The Comisión Española de Ayuda al Refugiado (CEAR, or “Spanish Commission for Refugee Aid”) has sharply criticized the Spanish government in a report that claims Spanish authorities have erected a de facto “wall of arbitrariness, irregularities, legal uncertainty and lack of guarantees” designed to make it difficult for migrants and refugees crossing from North Africa and Sub-Saharan countries to reach Spanish territory and avail themselves of the EU-guaranteed rights to protection and asylum.

In the report issued Tuesday, titled Los muros invisibles tras la frontera sur (“The Invisible Walls Beyond the Southern Border”), the non-governmental organization claims that Spain is currently dealing with the influx of migrants and asylum seekers outside the rule of law and has failed to meet its commitments under European and international accords dealing with the treatment of migrants and respect for human rights.

► Click to read the full CEAR report on treatment of migrants & refugees …

In presenting the report, CEAR referenced figures provided by the United Nations High Commission on Refugees (UNHCR) showing that more than 28,000 migrants and asylum seekers arrived to Spain in 2017, triple the number arriving in 2016 and representing 13 percent of all arrivals by land and sea to Europe last year. Of those reaching Spain, more than 22,000 (nearly 80 percent) arrived by sea in flimsy rafts and rubber launches to ports and beaches along Spain’s southern coastline and its North African enclave cities of Melilla and Ceuta.

According to CEAR, rather than interviewing and processing the migrants in accordance with EU-mandated procedures, Spanish authorities most often immediately turn over the arrivees to the Guardia Civil or National Police as detainees.
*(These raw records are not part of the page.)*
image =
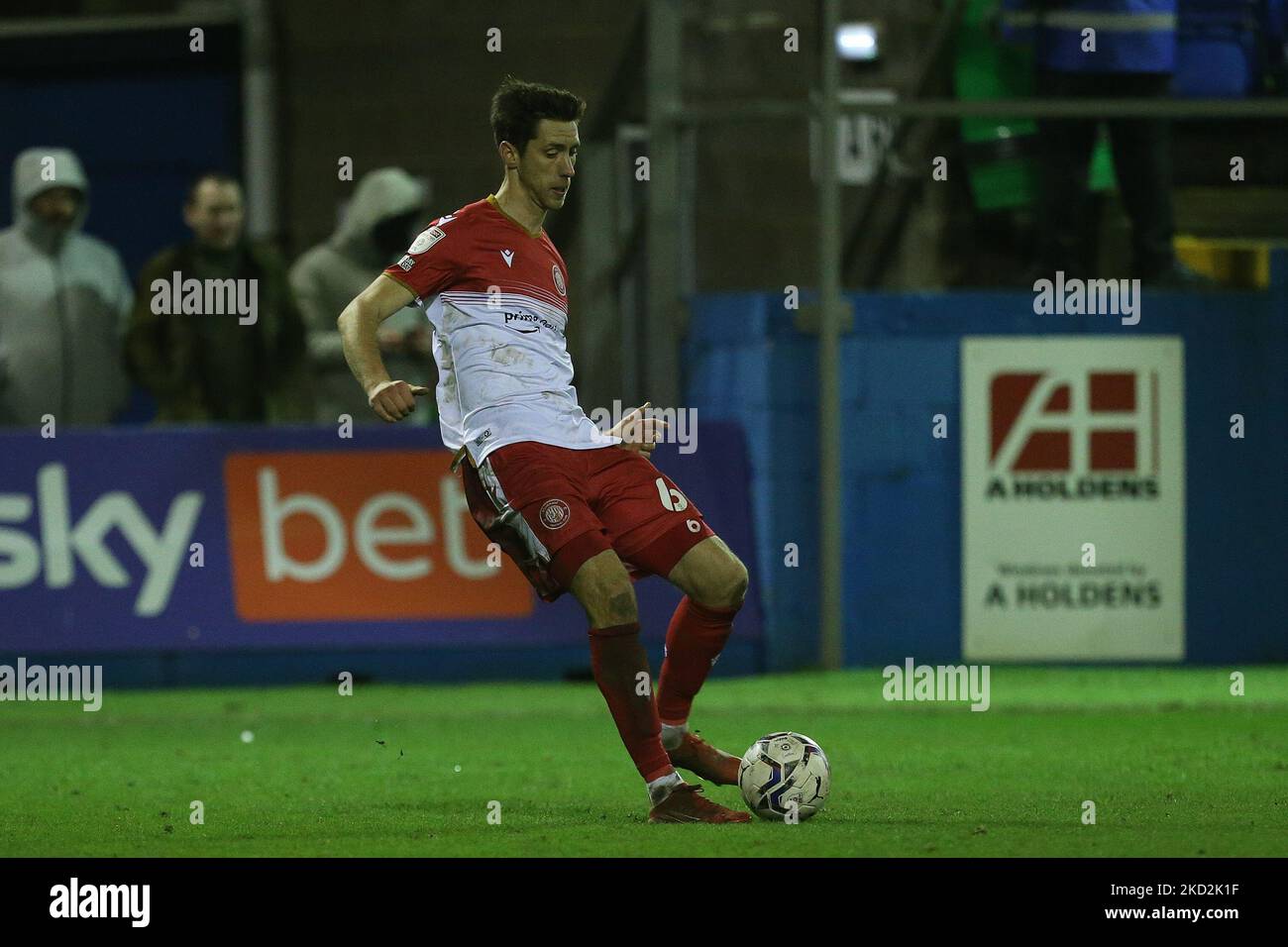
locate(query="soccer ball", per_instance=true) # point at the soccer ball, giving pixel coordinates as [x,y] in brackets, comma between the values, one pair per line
[785,772]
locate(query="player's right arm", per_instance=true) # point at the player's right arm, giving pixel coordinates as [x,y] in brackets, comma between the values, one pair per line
[390,399]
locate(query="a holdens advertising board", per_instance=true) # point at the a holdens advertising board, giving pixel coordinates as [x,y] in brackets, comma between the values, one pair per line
[282,538]
[1073,499]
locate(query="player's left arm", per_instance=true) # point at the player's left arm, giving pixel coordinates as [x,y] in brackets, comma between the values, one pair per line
[640,432]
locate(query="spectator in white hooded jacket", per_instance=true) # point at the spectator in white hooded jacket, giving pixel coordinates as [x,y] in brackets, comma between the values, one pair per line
[387,205]
[64,300]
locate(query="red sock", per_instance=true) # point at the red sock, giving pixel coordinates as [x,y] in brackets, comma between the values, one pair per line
[617,659]
[694,642]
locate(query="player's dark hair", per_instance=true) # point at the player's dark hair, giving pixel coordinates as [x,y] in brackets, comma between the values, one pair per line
[518,106]
[218,176]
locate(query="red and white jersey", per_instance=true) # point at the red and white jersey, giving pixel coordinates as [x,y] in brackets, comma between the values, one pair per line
[497,299]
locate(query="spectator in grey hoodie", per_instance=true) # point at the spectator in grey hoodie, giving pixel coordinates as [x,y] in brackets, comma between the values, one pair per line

They are then interned in detention facilities that are overcrowded and unsanitary, CEAR says, mixing unaccompanied children and families with adult males, many of whom are suspected of having criminal records.

In many cases, CEAR says, migrants and asylum seekers are denied access to legal counsel offered through non-governmental immigration and refugee activist organizations and are summarily deported in groups within 72 hours, rather than having their petitions to remain in Spain considered on a case-by-case basis, as required under EU regulations.